Friday, December 20, 2013

‘Let’s promote cocoa’



The General Manager of the Golden Tulip Hotel, Accra, Mr. Francis Deyegbe, has called on hospitality and tourism providers to make conscious efforts to promote Ghana’s cocoa by using its products for their services

According to him, the demand for Ghana’s cocoa will only go up and force a national renaissance of its increase in production when all hands come on deck to ensure its usage.

Mr. Deyegbe made the observation in an interview with the media when Golden Tulip Hotel, Accra, collaborated with Barry Callebaut, world leading manufacturer of quality cocoa and chocolate products, to train some chefs from some of the country’s major hotels on presenting chocolate on their menu for clients.

Messrs Philippe Marand, Executive Chef and Head of the Chocolate Centre in Dubai, United Arab Emirates (UAE), and Hadrien Jauncy, the Export Sales Manager of Barry Callebaut, were on hand to take their local counterparts through the exercise.

They delivered presentations on new dishes, including how to adorn pastries with chocolates, emphasising the benefits that the use of cocoa products hold for clients.

The pastries and dishes included the Saffron and Blanc Satin Espuma, Cocoa Biscuit, Chocolate Cremeux, Light Sirop, Red Spaying Chocolate, Alunga Earl Grey Cream, Cocoa Light cream, Inaya Raspberry Mousse and Raspberry Mermelade, among others. 

Mr. Deyegbe disclosed that Golden Tulip Accra has always made sure Ghana’s cocoa is included in its menu, especially as beverages and desserts he said; describing the collaboration with Barry Callebaut as “another step to promote Ghanaian cocoa in the country to the hotel’s international travellers”.

“We recently visited their factory and can attest to the quality of their products from the use of Ghanaian cocoa beans,” he added.

The Managing Director of Barry Callebaut, John André, said his outfit has since 2001 used cocoa beans from Ghana, and on an annual basis they process 65,000 metric tonnes of the cocoa beans.
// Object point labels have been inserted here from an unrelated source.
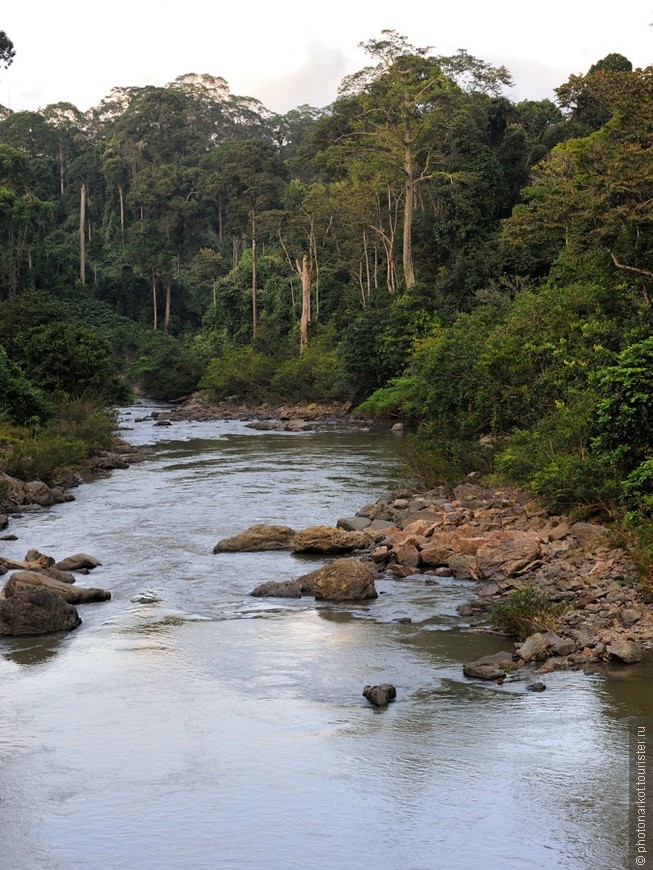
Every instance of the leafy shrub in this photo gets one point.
(20, 401)
(524, 611)
(312, 377)
(435, 462)
(241, 373)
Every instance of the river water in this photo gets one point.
(188, 725)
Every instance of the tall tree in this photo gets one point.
(7, 50)
(401, 109)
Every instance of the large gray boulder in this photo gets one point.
(327, 539)
(78, 562)
(36, 611)
(24, 581)
(342, 580)
(278, 589)
(259, 537)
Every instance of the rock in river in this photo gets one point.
(381, 695)
(342, 580)
(36, 611)
(257, 538)
(23, 581)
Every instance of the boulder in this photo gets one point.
(36, 611)
(77, 562)
(278, 589)
(590, 535)
(326, 539)
(624, 650)
(353, 524)
(23, 581)
(342, 580)
(381, 695)
(462, 566)
(537, 686)
(259, 537)
(37, 492)
(508, 554)
(534, 647)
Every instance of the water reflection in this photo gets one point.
(186, 724)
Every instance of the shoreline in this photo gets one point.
(496, 535)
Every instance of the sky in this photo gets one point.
(287, 53)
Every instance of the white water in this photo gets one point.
(188, 725)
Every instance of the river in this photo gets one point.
(188, 725)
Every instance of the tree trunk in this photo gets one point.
(254, 301)
(155, 319)
(82, 235)
(121, 197)
(61, 169)
(166, 316)
(304, 271)
(409, 194)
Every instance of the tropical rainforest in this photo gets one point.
(424, 248)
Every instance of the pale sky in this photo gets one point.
(286, 53)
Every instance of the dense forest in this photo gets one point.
(424, 247)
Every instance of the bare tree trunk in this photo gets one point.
(304, 272)
(409, 200)
(166, 316)
(155, 319)
(121, 197)
(254, 300)
(61, 168)
(367, 264)
(82, 235)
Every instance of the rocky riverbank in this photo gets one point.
(265, 416)
(504, 541)
(18, 497)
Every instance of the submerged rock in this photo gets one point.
(36, 611)
(381, 695)
(493, 667)
(342, 580)
(278, 589)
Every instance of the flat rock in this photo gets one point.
(78, 561)
(24, 581)
(259, 537)
(327, 539)
(353, 524)
(278, 589)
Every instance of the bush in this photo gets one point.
(79, 431)
(240, 373)
(525, 611)
(435, 462)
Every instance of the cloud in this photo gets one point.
(314, 82)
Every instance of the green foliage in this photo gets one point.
(524, 611)
(313, 376)
(20, 401)
(79, 431)
(167, 367)
(431, 461)
(240, 373)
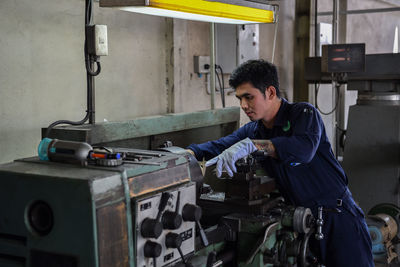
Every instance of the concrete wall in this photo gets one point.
(42, 73)
(149, 69)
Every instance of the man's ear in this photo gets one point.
(270, 92)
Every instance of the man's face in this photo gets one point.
(253, 102)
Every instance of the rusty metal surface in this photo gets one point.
(112, 236)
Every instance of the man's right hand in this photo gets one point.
(191, 152)
(226, 160)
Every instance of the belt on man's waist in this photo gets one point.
(331, 202)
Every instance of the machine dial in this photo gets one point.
(152, 249)
(171, 220)
(151, 228)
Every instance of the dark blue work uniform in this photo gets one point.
(308, 175)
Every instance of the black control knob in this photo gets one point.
(191, 213)
(173, 240)
(151, 228)
(171, 220)
(152, 249)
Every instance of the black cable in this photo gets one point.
(89, 74)
(221, 88)
(223, 85)
(316, 100)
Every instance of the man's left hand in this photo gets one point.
(226, 160)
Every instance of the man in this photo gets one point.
(300, 158)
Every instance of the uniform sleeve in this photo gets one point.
(302, 145)
(211, 149)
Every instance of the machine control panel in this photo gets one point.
(164, 235)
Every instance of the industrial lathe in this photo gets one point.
(75, 205)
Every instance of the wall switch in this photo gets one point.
(201, 64)
(97, 40)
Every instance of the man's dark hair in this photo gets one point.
(260, 73)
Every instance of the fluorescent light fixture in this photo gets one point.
(223, 11)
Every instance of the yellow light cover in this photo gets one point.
(216, 9)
“We are therefore happy to be here, and commend the country for its keen interest in promoting the cocoa industry,” he said, indicating that the workshop was “to open the mindset of Ghanaian hotels to the benefit they can derive from using cocoa on their menus”. He commended Golden Tulip Accra for taking the lead in championing the promotion of cocoa and chocolate products.

Mr. Thierry Dieu, Executive Chef and Mrs. Bertha de Graft-Johnson, Sales & Marketing Manager of Golden Tulip Accra, were also on hand to facilitate the presentations by Barry Callebaut’s representatives.  

Golden Tulip Accra is owned by GLAHCO Hotels & Tourism Development Company Limited and is managed by the Golden Tulip Hospitality/Louvre Hotels Group, the 8th largest hotel chain in the world.